5. Discuss the spread of malignant tumors by invasion, metastasis, and seeding and relate them to the staging of cancer- Malignant tumor will invade by locally spreading, having tumor cells grow into adjacent tissues. Metastasis spreads to distant tissues via the blood or lymph or other body fluids. Seeding spreads the cancer cells in the body cavity/fluids
6. Describe the stages involved in carcinogenesis, specific risk factors, and possible preventive measures- carcinogenesis is a process by which normal cells are transformed into cancer cells and can be caused by environmental effects, change in gene expression, infection. Specific risk factors would be age, diet, hormones, chronic irritation, radiation or chemicals. Preventative measures that can possibly work would be to have regular medical and dental examinations, limit UV light exposure and tanning, doing self examination regularly and creating a better diet. Increase fiber and reduce fat content and having 5-10 servings of fruits and vegetables
7. Explain the host defenses against cancer- The immune system may regard these new antigens, called tumor antigens, as foreign and may be able to contain or destroy the cancerous cells. This is the mechanism by which the body destroys abnormal cells and is often able to destroy cancerous cells before they can become established. However, even a fully functioning immune system cannot always destroy all cancerous cells. And, once cancerous cells reproduce and form a large mass of cancerous cells (a cancerous tumor), the body’s immune system may be overwhelmed. Tumor antigens have been identified in several types of cancer, including malignant melanoma. Vaccines made from tumor antigens are being used to treat prostate cancer and may be able to prevent or treat other types of cancer by stimulating the immune system. Such vaccines are an area of great research interest.
8. Discuss possible treatment measures, including radiation and chemotherapy, as well as nutrition -Possible treatment can include radiation, surgery, chemotherapy and immunotherapy or it can be a combination of all treatments. Nutrition may be hard to incorporate because of the change in sensation sore mouth or loss of teeth and pain.
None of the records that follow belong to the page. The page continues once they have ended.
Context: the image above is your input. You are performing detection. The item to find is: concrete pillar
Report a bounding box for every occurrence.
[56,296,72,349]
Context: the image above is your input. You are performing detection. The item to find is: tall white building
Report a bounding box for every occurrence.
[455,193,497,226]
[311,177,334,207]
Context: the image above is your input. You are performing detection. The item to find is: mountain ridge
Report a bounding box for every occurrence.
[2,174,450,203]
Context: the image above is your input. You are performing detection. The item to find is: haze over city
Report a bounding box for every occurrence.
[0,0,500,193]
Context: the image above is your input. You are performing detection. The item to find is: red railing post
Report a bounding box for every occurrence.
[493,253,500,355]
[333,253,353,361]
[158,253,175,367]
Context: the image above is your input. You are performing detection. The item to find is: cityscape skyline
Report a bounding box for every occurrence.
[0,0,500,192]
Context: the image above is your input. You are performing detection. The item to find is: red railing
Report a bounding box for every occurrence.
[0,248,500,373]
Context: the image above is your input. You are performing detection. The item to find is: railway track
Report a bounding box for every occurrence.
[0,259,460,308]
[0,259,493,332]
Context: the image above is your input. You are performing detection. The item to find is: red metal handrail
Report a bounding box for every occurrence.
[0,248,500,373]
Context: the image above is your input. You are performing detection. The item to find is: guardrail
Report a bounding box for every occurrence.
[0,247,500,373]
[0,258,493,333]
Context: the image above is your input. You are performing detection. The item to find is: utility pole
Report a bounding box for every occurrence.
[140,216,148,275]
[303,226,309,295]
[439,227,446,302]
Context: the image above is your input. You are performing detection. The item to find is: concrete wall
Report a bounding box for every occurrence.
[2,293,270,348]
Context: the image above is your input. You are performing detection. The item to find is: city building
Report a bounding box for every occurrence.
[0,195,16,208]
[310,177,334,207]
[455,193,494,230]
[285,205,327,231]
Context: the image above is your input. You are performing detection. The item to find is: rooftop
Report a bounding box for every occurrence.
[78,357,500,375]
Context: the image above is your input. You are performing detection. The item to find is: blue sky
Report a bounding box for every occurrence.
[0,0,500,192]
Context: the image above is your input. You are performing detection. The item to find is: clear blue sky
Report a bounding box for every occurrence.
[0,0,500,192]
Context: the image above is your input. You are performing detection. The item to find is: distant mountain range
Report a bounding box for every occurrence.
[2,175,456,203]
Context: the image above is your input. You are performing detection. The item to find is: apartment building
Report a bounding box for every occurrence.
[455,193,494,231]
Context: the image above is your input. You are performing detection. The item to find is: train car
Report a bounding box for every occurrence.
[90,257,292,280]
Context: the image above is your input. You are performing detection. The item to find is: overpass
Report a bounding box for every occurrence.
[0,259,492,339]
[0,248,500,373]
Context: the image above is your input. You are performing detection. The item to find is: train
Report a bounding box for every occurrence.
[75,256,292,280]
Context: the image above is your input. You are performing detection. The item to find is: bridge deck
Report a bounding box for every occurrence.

9. Describe and differentiate among three examples of malignant tumors: skin cancer, ovarian cancer, and brain cancer- Skin Cancer is having and abnormal growth of skin cells and can be differentiated into three type. Basal cell cancer, Melanoma the most serious type o cancer and squamous cell skin carcinoma. Ovarian cancer is a type of cancer that begins in the ovaries. Women have two ovaries, one on each side of the uterus. The ovaries each about the size of an almond produce eggs (ova) as well as the hormones estrogen and progesterone. Ovarian cancer often goes undetected until it has spread within the pelvis and abdomen. Brain cancer is a disease of the brain in which cancer cells (Malignant). arise in the brain tissue. Cancer cells grow to form a mass of cancer tissue (tumor) that interferes with brain functions such as muscle control, sensation, memory, and other normal body functions.